Centreville Citizens for Change filed its suit in 2021, before Centreville, Cahokia and Alorton merged to form Cahokia Heights.

The group claimed flooding spread raw sewage on yards and streets and in homes.

Group members Earlie Fuse and Cornelius Bennett had filed a similar suit in 2020.

In January 2024 Dugan stayed both cases pending negotiation of a consent decree.

Last December the agencies sued the city and filed a proposed consent decree that called for the city to pay for all improvements.

Centreville Citizens for Change moved for intervention and the agencies opposed it.

Dugan found the group showed standing as intervenor plaintiffs “from the unlawful sewage pollution around their homes and to the Mississippi River and its tributaries.”

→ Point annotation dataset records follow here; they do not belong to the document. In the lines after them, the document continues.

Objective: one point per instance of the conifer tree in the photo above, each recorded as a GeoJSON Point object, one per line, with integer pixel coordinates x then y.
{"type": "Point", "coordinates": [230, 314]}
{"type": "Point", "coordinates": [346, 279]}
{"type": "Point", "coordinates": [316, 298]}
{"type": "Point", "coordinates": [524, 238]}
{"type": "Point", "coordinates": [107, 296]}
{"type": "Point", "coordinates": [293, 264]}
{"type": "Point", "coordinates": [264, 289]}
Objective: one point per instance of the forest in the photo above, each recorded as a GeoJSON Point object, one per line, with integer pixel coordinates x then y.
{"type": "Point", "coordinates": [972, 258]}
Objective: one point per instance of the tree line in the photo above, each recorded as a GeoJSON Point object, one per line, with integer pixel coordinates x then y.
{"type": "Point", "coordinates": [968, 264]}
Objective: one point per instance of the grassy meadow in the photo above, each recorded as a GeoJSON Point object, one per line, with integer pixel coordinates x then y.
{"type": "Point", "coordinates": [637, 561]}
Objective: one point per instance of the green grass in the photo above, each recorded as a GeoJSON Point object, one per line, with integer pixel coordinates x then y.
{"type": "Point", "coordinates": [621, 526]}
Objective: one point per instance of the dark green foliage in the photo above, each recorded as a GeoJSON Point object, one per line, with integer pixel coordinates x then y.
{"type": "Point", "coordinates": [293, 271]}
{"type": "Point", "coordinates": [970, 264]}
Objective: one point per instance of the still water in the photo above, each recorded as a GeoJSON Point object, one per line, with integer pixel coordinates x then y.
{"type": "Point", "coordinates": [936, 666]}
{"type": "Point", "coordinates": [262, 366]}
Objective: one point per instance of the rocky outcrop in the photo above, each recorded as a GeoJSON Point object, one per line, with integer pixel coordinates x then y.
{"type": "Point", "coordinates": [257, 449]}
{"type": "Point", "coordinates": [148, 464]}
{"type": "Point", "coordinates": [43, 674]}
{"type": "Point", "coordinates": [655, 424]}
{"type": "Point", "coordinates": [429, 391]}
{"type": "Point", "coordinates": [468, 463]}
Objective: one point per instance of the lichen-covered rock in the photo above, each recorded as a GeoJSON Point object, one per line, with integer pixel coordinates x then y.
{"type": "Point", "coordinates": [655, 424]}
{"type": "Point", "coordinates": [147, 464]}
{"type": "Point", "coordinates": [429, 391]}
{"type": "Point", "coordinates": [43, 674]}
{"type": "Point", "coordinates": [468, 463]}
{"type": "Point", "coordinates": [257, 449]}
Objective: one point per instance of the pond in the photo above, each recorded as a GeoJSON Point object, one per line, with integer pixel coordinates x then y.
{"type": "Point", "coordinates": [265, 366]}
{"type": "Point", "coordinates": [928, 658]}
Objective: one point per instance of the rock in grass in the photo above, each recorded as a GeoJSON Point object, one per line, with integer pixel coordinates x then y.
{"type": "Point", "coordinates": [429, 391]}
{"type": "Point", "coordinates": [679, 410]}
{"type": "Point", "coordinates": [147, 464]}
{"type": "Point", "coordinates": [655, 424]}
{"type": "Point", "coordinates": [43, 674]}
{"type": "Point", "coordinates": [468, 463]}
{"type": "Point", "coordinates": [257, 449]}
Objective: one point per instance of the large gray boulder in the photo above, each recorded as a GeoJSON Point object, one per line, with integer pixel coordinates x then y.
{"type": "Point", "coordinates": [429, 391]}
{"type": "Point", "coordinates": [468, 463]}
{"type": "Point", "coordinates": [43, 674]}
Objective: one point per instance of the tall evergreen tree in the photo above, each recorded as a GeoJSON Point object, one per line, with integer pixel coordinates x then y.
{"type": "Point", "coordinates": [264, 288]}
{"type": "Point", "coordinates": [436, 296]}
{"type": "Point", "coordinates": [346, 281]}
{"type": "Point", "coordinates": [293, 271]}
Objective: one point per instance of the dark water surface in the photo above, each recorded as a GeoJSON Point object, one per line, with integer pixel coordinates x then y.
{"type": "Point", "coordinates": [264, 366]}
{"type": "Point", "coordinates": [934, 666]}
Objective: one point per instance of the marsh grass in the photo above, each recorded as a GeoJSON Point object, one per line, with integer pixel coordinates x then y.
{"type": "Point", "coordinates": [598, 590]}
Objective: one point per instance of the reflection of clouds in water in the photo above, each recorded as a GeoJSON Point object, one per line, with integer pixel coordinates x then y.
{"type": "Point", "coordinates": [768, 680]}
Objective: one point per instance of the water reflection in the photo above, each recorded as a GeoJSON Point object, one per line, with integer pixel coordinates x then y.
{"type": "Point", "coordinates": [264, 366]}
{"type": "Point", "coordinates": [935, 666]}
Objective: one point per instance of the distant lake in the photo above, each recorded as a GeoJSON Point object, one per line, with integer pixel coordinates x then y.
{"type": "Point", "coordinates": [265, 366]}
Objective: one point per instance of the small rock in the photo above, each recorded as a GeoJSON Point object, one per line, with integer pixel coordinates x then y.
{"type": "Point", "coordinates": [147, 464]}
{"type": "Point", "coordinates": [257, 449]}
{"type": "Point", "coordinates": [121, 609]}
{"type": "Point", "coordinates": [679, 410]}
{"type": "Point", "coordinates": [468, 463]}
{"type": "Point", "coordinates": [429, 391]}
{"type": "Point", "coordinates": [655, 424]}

He found they alleged that a lack of maintenance to canals and ditches exacerbated the flooding and raw sewage; they no longer fished and ate catch from Grand Marais Lake; they no longer enjoyed the outdoors or gardening and that they alleged that foundations of homes shifted and needed repairs.  

On the day Dugan signed the order Bennett and Fuse asked him to order the agencies to submit a status report.

Their counsel Kennedy Gardner of Belleville wrote that when Dugan stayed their case he ordered the agencies and the city to file reports no less than every 90 days.

“Over 200 days have passed since the last status report," she wrote.

“In that time sanitary sewer overflows have continued to plague plaintiff Centreville Citizens for Change and the individual plaintiffs.

“Stormwater also has flooded the community.”

She wrote that initiation of a proceeding and lodging of a proposed decree didn’t reduce the importance of status reports.

“The draft shows that the city has not secured or planned for all of the funds that will be necessary to complete the long term solutions that it contemplates," she wrote.

She asked Dugan to require a report in two weeks.

He immediately did better than that, setting a deadline on May 5.

Gardner represents plaintiffs in association with Nicole Nelson and Kalila Jackson of Belleville.